Logika Bupati Tersandung di Polemik OB Sekda

Galeri, Opini277 views

KUNINGAN ONLINE – Polemik open bidding (OB) Sekda Kuningan terus menyita perhatian publik. Dalam salah satu video eksklusif, jawaban Bupati Kuningan justru memperlihatkan rangkaian kontradiksi logika yang patut dicermati.

Alih-alih memberi penjelasan yang berpihak pada kepentingan publik, pernyataan beliau lebih terkesan sebagai upaya pembenaran. Berikut sejumlah kontradiksi yang tampak jelas:

Iklan

Pertama, Bupati menyatakan: “Saya tidak merasa menggunakan dana open bidding itu.” Padahal OB adalah kebijakan kelembagaan, bukan urusan personal. Dana yang digunakan bersumber dari APBD—uang rakyat. Pernyataan “tidak merasa menggunakan” tidak menghapus fakta bahwa anggaran sudah dikeluarkan.

Kedua, beliau mengatakan: “Bayangkan kita juga tidak bisa dipaksakan… menggunakan Rp300 juta untuk produk itu. Tapi apalah artinya nanti konsekuensi logis dari produk itu ya membuat pemborosan lebih besar.” Pernyataan ini defensif. Jika OB yang sah justru menghasilkan “produk gagal,” maka persoalannya ada pada mekanisme seleksi. Bukankah OB dirancang agar menghasilkan pejabat profesional dan layak?

Iklan

Ketiga, argumen Bupati bahwa “Sekda itu strategis, harus memahami visi misi bupati” memperlihatkan orientasi sempit. Sekda bukan sekadar perpanjangan tangan bupati, melainkan jabatan administratif netral dan profesional. Jika hanya diukur dari keselarasan dengan visi bupati, OB kehilangan makna meritokrasi.

Keempat, analogi restoran yang digunakan Bupati—“koki yang membuat menu baru tanpa sepengetahuan owner”—menyederhanakan realitas. Sekda bukan “koki liar,” melainkan hasil seleksi resmi dengan panitia dan aturan. Jika hasilnya dianggap keliru, tanggung jawab ada pada penyelenggara proses, bukan pada “menu.” Apalagi, pemerintah daerah bukanlah rumah makan yang dikendalikan selera pemilik.

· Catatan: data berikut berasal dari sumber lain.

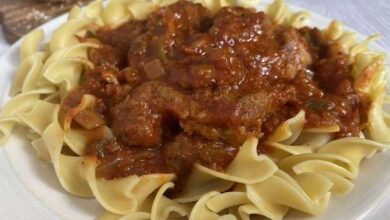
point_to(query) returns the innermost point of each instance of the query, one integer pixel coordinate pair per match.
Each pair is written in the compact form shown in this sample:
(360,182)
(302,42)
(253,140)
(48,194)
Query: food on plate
(200,109)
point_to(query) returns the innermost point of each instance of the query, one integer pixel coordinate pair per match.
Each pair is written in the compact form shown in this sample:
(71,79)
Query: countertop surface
(367,17)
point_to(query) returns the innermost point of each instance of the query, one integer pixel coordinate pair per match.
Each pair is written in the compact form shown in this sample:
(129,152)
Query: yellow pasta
(304,168)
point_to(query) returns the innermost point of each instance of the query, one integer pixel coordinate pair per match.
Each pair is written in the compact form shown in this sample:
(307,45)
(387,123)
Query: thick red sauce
(186,86)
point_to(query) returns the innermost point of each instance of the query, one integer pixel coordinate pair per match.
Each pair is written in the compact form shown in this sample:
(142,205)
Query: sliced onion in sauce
(154,69)
(89,119)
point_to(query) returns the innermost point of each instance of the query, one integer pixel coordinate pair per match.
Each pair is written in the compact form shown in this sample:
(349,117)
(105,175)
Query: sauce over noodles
(185,86)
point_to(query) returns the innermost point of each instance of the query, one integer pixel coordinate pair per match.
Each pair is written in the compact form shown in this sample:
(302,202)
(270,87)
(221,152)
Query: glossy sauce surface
(186,86)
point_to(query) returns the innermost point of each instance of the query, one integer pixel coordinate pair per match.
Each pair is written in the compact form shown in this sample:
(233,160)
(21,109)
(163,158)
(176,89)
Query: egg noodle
(302,172)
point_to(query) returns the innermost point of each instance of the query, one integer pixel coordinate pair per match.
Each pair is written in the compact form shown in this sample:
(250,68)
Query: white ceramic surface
(29,188)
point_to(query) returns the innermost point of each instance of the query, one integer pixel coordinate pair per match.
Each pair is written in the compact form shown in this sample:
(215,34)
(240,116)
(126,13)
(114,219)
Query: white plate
(50,201)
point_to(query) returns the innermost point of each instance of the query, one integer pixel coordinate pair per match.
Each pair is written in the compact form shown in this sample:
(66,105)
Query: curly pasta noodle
(267,185)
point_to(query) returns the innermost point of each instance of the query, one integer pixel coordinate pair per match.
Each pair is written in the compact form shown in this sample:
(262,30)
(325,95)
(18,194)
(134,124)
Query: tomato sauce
(185,86)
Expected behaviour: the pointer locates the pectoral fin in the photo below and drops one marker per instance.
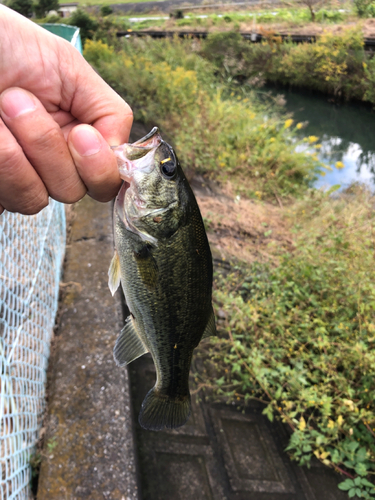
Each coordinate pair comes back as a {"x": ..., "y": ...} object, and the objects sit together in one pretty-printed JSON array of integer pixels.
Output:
[
  {"x": 128, "y": 346},
  {"x": 114, "y": 273},
  {"x": 147, "y": 267},
  {"x": 210, "y": 330}
]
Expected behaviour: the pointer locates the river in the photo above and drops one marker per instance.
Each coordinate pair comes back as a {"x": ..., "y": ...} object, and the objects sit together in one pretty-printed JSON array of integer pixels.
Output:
[{"x": 346, "y": 133}]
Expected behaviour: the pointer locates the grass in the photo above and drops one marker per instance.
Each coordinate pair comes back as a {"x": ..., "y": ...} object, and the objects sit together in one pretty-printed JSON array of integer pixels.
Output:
[{"x": 297, "y": 327}]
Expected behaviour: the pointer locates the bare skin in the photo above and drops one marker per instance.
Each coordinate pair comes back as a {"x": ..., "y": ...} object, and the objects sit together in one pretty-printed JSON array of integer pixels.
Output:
[{"x": 57, "y": 120}]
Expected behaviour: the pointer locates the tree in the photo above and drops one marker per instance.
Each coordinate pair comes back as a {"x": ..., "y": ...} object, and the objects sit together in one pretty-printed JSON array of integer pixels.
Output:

Kelima, Bupati menyebut: “Bukan persoalan hari ini pemborosan yang terjadi pada tahun sebelumnya, tapi saya menyelamatkan agar tidak terjadi pemborosan tata kelola di tahun-tahun berikutnya.” Pernyataan ini paradoks. Untuk mencegah pemborosan, justru dilakukan OB baru yang otomatis menguras anggaran lagi. Bukankah ini sama saja menciptakan pemborosan ganda?

Pada akhirnya, publik bisa menilai sendiri: rangkaian jawaban Bupati lebih banyak membangun pembenaran daripada konsistensi logis. Apa yang disebut sebagai “penyelamatan” justru berpotensi menambah beban anggaran sekaligus melemahkan kredibilitas tata kelola pemerintahan.

Pemerintahan yang sehat mestinya berbicara dengan konsistensi dan kejujuran—bukan dengan kontradiksi.